# Dataset analysis and preparation

Analysis of the GTSRB dataset and creation of an enhanced dataset

## Objectives :

- Understand the complexity associated with data, even when it is only images
- Learn how to build up a simple and usable image dataset

The German Traffic Sign Recognition Benchmark (GTSRB) is a dataset with more than 50,000 photos of road signs from about 40 classes.The final aim is to recognise them !

# Step 1 - Import and Init

In [23]:
import os, time, sys
import csv
import math, random

import numpy as np
import pandas as pd
import matplotlib.pyplot as plt
import h5py
import tqdm

from skimage.morphology import disk
from skimage.util import img_as_ubyte
from skimage.filters import rank
from skimage import io, color, exposure, transform

from sklearn.utils import shuffle

from importlib import reload


## Step 2 - Parameters
The generation of datasets may require some time and space : **10' and 10 GB**.  

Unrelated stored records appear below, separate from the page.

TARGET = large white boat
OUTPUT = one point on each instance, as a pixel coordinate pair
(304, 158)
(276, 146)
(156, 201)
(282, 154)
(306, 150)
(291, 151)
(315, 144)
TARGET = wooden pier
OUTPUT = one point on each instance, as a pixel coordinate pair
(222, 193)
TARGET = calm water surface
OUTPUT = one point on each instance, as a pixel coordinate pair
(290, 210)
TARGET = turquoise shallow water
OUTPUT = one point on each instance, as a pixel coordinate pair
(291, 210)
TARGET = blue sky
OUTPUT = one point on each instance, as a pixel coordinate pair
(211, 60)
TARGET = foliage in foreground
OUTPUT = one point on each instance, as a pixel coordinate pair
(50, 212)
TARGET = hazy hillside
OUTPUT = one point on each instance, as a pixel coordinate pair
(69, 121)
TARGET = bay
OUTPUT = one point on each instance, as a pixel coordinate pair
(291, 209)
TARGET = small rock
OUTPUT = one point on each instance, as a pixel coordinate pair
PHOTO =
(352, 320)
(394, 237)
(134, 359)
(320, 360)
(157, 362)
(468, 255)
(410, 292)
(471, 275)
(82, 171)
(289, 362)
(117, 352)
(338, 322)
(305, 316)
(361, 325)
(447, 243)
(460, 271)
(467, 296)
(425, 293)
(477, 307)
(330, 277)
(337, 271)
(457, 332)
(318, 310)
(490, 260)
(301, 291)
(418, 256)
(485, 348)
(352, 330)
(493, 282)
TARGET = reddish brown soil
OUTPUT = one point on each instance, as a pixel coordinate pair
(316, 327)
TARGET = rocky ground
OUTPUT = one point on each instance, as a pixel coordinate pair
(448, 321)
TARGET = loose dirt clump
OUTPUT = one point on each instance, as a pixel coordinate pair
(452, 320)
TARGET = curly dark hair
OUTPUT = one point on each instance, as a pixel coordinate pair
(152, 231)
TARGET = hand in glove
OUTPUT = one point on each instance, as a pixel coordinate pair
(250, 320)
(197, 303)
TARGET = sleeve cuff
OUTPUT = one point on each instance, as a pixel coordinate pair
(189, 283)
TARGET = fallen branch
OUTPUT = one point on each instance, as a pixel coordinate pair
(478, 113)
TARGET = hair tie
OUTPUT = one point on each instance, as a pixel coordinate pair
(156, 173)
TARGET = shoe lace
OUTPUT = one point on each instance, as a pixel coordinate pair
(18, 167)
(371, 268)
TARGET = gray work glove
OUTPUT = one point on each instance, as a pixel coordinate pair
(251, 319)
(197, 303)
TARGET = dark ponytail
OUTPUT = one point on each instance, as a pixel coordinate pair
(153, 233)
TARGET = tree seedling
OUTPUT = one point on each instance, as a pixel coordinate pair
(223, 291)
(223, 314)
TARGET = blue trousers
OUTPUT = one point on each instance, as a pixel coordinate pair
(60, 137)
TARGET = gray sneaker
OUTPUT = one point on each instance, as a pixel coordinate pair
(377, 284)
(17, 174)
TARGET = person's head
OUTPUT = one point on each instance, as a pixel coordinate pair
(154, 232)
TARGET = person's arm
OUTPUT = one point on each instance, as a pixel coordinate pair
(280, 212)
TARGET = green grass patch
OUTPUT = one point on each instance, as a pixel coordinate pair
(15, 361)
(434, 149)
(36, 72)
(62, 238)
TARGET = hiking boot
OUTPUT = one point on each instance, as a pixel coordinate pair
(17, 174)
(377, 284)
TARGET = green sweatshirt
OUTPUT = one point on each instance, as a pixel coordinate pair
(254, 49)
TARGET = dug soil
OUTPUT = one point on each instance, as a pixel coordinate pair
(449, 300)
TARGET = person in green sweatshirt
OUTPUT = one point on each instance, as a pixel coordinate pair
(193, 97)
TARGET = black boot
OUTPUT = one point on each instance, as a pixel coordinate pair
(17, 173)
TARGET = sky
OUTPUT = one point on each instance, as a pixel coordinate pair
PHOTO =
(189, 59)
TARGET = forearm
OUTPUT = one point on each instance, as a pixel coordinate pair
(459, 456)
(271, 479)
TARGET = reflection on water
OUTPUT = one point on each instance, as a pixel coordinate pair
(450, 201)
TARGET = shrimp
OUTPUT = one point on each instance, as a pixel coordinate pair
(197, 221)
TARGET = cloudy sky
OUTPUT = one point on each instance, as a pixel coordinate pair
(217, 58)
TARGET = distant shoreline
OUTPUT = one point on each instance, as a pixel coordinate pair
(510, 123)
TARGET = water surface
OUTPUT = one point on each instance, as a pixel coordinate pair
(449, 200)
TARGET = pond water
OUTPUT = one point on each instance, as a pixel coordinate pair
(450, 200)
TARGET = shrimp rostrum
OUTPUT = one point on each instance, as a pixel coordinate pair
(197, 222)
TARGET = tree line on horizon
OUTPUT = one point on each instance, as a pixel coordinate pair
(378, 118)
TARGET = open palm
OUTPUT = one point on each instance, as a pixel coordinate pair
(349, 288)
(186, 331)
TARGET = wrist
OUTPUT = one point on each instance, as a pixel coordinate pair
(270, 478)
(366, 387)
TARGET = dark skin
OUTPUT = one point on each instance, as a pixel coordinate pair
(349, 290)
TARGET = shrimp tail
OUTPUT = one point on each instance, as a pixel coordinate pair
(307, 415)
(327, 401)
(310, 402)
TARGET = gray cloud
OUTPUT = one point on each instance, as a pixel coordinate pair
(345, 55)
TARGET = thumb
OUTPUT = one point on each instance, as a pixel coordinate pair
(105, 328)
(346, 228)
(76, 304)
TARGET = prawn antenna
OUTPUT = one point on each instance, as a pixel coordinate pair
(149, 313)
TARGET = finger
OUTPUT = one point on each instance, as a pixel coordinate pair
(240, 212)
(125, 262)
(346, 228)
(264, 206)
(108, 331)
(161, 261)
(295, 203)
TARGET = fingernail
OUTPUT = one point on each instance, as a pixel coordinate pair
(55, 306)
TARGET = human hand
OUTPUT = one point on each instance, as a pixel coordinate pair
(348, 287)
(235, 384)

You can choose to perform tests or generate the whole enhanced dataset by setting the following parameters:  
`scale` : 1 mean 100% of the dataset - set 0.2 for tests (need 2 minutes with scale = 0.2)  
`progress_verbosity`: Verbosity of progress bar: 0=silent, 1=progress bar, 2=One line  
`output_dir` : where to write enhanced dataset, could be :
 - `./data`, for tests purpose
 - `<datasets_dir>/GTSRB/enhanced` to add clusters in your datasets dir.  

In [24]:
# ---- For smart tests :
#
scale      = 0.2
output_dir = './data' 

# ---- For a Full dataset generation :
#
# scale      = 1
# output_dir = f'{datasets_dir}/GTSRB/enhanced'

# ---- Verbosity
#
progress_verbosity = 2

# Step 3 - Read the dataset
Description is available there : http://benchmark.ini.rub.de/?section=gtsrb&subsection=dataset
 - Each directory contains one CSV file with annotations : `GT-<ClassID>.csv` and the training images
 - First line is fieldnames: `Filename ; Width ; Height ; Roi.X1 ; Roi.Y1 ; Roi.X2 ; Roi.Y2 ; ClassId`
    
## 3.1 - Understanding the dataset

In [25]:
df = pd.read_csv(f'data/GT-Test.csv', header=0)
df.head(10)

Unnamed: 0,Width,Height,Roi.X1,Roi.Y1,Roi.X2,Roi.Y2,ClassId,Path
0,53,54,6,5,48,49,16,Test/00000.png
1,42,45,5,5,36,40,1,Test/00001.png
2,48,52,6,6,43,47,38,Test/00002.png
3,27,29,5,5,22,24,33,Test/00003.png
4,60,57,5,5,55,52,11,Test/00004.png
5,52,56,5,5,47,51,38,Test/00005.png
6,147,130,12,12,135,119,18,Test/00006.png
7,32,33,5,5,26,28,12,Test/00007.png
8,45,50,6,5,40,45,25,Test/00008.png
9,81,86,7,7,74,79,35,Test/00009.png


## 3.2 - Usefull functions
A nice function for reading a dataset from an index.csv file.\
Input: an intex.csv file\
Output: an array of images ans an array of corresponding labels

In [27]:
from tqdm import tqdm  # Assurez-vous que cette ligne est présente en haut de votre script/notebook
import pandas as pd
from skimage import io
import numpy as np
import os

def read_csv_dataset(csv_file, progress_verbosity=1):
    '''
    Reads traffic sign data from German Traffic Sign Recognition Benchmark dataset.
    Arguments:  
        csv_file (str): Description file, Example /data/GT-Train.csv
        progress_verbosity (int): Verbosity level of progress update, default is 1 (on)
    Returns:
        x, y (tuple): np array of images, np array of corresponding labels
    '''

    path = os.path.dirname(csv_file)

    # ---- Read csv file
    df = pd.read_csv(csv_file, header=0)
    
    # ---- Get filenames and ClassIds
    filenames = df['Path'].to_list()
    y = df['ClassId'].to_list()
    x = []
    
    # ---- Read images
    for filename in tqdm(filenames, disable=(progress_verbosity == 0), desc="Loading Images"):
        image = io.imread(os.path.join(path, filename))
        x.append(image)
    
    # ---- Return
    return np.array(x, dtype=object), np.array(y)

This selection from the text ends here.